Pensar a fragilidade, o cuidado e a responsabilidade na relação com o outro exige que abandonemos as tóxicas narrativas biopolíticas, habilistas [1] e ideológicas.

Li duas coisas boas sobre o coronavírus. Uma delas é um artigo de Augusto Illuminati – “Registros marginais de catástrofes” – que parte de sua antipatia pelo sabão antibacteriano e compõe um elogio sábio, informado e elegante das bactérias e da nossa convivência com elas – lançando uma luz negativa sobre os vírus, obviamente, e massacrando implicitamente o uso teórico feito deles, no que continua sendo, aliás, uma produção de nossa subjetividade, pós-humana ou apocalíptica.

A segunda escrita que me deu a sensação de voltar a respirar – na verdade precedendo a peça de Augusto – é de Chiara Bersani, que, como diz o subtítulo, conta sobre o efeito que a “narração habilista de uma emergência tem sobre todos os indivíduos que entendemos ‘descapacitados’”. Ela fala de uma oportunidade perdida: “Este vírus, sua disseminação fácil no mundo, pode se tornar uma oportunidade para nos lembrar de que somos humanos e, como tais, somos frágeis. Poderíamos ter aceito, todos juntos, que não somos imortais – não apenas indivíduos vulneráveis, mas também aquela pessoa de 40 anos que sente uma energia inesgotável fluindo em seus ossos. Teria sido bonito, em algum momento, buscarmos um sentido mais nobre em um momento tão especial. Talvez um precedente iluminado pudesse ter sido criado, talvez o cuidado de si e dos outros tivesse ocupado verdadeiramente o centro do mundo por algum tempo. E como estou jogando um jogo de fantasia, gostaria de ir além e pensar que talvez o capitalismo tremesse vendo vacilar seus falsos corpos imortais”.

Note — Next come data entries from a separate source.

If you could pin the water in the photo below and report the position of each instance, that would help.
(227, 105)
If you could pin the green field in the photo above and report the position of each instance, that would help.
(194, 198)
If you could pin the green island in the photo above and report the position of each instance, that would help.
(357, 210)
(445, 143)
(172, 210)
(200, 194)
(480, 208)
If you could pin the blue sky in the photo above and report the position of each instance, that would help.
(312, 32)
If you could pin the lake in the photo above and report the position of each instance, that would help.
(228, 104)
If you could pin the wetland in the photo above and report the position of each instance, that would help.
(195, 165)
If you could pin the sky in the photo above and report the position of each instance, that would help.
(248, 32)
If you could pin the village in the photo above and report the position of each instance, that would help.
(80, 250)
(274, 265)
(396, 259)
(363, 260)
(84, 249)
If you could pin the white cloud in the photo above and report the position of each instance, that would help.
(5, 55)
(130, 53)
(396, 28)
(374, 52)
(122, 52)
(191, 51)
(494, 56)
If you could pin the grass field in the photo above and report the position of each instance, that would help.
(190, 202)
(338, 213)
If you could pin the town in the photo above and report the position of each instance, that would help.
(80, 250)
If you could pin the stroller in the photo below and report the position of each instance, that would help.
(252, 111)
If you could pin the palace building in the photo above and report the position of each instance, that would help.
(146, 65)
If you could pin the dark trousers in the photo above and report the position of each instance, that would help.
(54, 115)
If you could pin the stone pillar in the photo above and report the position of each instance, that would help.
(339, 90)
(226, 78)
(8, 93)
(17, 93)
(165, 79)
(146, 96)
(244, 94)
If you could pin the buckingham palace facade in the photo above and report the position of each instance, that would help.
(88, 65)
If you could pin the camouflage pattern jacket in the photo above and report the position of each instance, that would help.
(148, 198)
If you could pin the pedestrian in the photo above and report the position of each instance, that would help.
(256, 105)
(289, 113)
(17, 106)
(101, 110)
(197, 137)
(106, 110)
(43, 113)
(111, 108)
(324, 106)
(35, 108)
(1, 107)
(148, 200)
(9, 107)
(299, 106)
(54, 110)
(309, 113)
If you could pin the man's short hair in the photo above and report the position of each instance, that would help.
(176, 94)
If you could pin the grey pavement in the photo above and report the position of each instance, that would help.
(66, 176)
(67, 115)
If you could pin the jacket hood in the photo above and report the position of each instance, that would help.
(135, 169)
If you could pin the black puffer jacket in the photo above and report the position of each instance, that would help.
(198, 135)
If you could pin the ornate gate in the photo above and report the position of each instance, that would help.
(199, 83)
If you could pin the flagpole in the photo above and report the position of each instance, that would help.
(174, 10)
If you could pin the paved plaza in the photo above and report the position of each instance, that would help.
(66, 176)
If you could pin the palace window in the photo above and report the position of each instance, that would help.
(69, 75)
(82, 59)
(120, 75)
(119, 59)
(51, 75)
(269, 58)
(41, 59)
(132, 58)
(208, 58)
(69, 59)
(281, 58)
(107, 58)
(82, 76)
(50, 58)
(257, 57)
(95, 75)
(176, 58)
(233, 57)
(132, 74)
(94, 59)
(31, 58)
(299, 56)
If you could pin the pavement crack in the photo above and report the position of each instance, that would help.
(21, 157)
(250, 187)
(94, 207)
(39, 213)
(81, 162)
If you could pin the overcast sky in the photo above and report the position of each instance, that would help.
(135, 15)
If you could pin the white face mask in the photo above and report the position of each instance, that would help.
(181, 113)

Foi essa peça, que chegou como uma flecha numa manhã em que eu não conseguia trabalhar, quando estava paralisada em frente à tela do computador, que acionou esse pensamento-exigência, esse “façamos”, “não é tarde” – e que é a única coisa sobre a qual quero que você mude de ideia – podemos fazer disso um início, mesmo agora.

Li “A incubadora Monstruosa ou Sars Wars Cov-2”, de Angela Balzano, lançado pela Dinamopress em 4 de março. Mais uma vez, a sensação de imensa derrota. A peça de Agamben ainda não não havia sido suficientemente ridicularizada nas mídias sociais (ela até gerou memes). Certamente uma reação ao pânico induzido pela comunicação esquizofrênica das instituições – mas sobre isso poderia ter começado mencionando algo que aprendi com um conhecido: que a Itália, ao contrário da Alemanha, por exemplo, não tem protocolo para ativar em tais situações. Prossigo: as ruas estão vazias e as vans militares aparecem no norte. É o biocontrole, no qual todos somos obrigados a nos declarar à guarnição médico-militar. Segue o elogio do vírus e de seu modo de vida. Os vírus são organismos “capazes de mudar o mundo […] contrabandistas proteiformes”, obviamente a citação é de Haraway e Balzano espera que “tornem-se familiares inclusive ao humano”, porque “estamos todos no equilíbrio entre a vida e a morte e todos precisamos de um mundo inteiro como hospedagem para viver e reproduzir”.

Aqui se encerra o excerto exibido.